Setting up monitoring sounds simple — pick a tool, enter your URL, done. But monitoring configured carelessly is almost as useless as no monitoring at all. You'll get false alarms at 3 AM, miss real failures, and eventually stop trusting your alerts. This guide walks through setting up monitoring properly — deciding what to monitor, configuring it correctly, setting up meaningful alerts, and creating a status page.
Step 1: Decide What to Monitor
Before configuring anything, map out what matters. For a typical web application:
Critical paths (must monitor):
- Homepage / landing page
- Login / authentication endpoint
- Core product functionality (checkout, search, main dashboard)
- Payment processing API
- Primary API endpoints your customers rely on
Important but not critical (should monitor):
- Admin dashboard
- API documentation
- Email/webhook delivery
- Background job health
Nice to have (optional):
- Marketing pages
- Secondary APIs
- Analytics endpoints
Prioritize critical paths first. It's better to monitor 5 things well than 50 things poorly.
# Monitoring priority list example
critical:
- url: "https://app.example.com"
name: "Main Application"
interval: 60s
- url: "https://api.example.com/health"
name: "API Health"
interval: 60s
- url: "https://api.example.com/auth/login"
name: "Authentication"
method: POST
interval: 60s
- url: "https://api.example.com/checkout"
name: "Checkout API"
method: POST
interval: 60s
important:
- url: "https://app.example.com/dashboard"
name: "Dashboard"
interval: 3min
- url: "https://api.example.com/users"
name: "Users API"
interval: 5min
Step 2: Configure Your First Monitor
Let's start with the most common case — an HTTP/HTTPS monitor:
Basic HTTP Monitor Setup
In AzMonitor, create your first monitor:
- Click Add Monitor
- Select HTTP/HTTPS
- Configure:
name: "Main Website"
url: "https://example.com"
method: GET
interval: 60 # Check every minute
timeout: 30000 # 30 second timeout
Add Response Assertions
Don't just check that the server responds — verify it responds correctly:
assertions:
# Must return 200 OK
- type: status_code
operator: equals
value: 200
# Must respond within 3 seconds
- type: response_time
operator: less_than
value: 3000
# Must contain expected content (catches broken deploys)
- type: response_body
operator: contains
value: "Example Company"
The content assertion is particularly valuable — it catches scenarios where your server returns 200 but with an error page or completely wrong content.
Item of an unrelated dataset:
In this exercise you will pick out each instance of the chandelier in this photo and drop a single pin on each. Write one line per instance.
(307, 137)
Configure Monitoring Regions
Always use multiple regions to avoid false positives:
regions:
- us-east-1
- eu-west-1
- ap-southeast-1
# Alert only when 2+ regions confirm the failure
alert_after_regions: 2
A single-region check will page you when the monitoring provider has a network hiccup. Multi-region checks only alert on real failures.
Step 3: Configure API Monitors
For API endpoints, add more sophisticated checks:
monitor:
name: "User API - Get User"
url: "https://api.example.com/v1/users/{{TEST_USER_ID}}"
method: GET
headers:
Authorization: "Bearer {{API_MONITOR_TOKEN}}"
Accept: "application/json"
assertions:
- type: status_code
value: 200
- type: json_path
path: "$.id"
operator: exists
- type: json_path
path: "$.email"
operator: is_string
- type: response_time
operator: lt
value: 1000
monitor:
name: "Auth API - Token Issuance"
url: "https://api.example.com/auth/token"
method: POST
headers:
Content-Type: "application/json"
body: |
{
"client_id": "{{MONITOR_CLIENT_ID}}",
"client_secret": "{{MONITOR_CLIENT_SECRET}}",
"grant_type": "client_credentials"
}
assertions:
- type: status_code
value: 200
- type: json_path
path: "$.access_token"
operator: exists
- type: json_path
path: "$.expires_in"
operator: greater_than
value: 0
Step 4: Set Up SSL Certificate Monitoring
SSL expiry is a predictable failure mode that always seems to sneak up on teams. Set up SSL monitoring:
ssl_monitor:
name: "Main Domain SSL"
hostname: "example.com"
port: 443
alerts:
- days_before_expiry: 30
severity: warning
channels: ["slack-ops"]
- days_before_expiry: 7
severity: critical
channels: ["pagerduty", "slack-ops", "email-ops"]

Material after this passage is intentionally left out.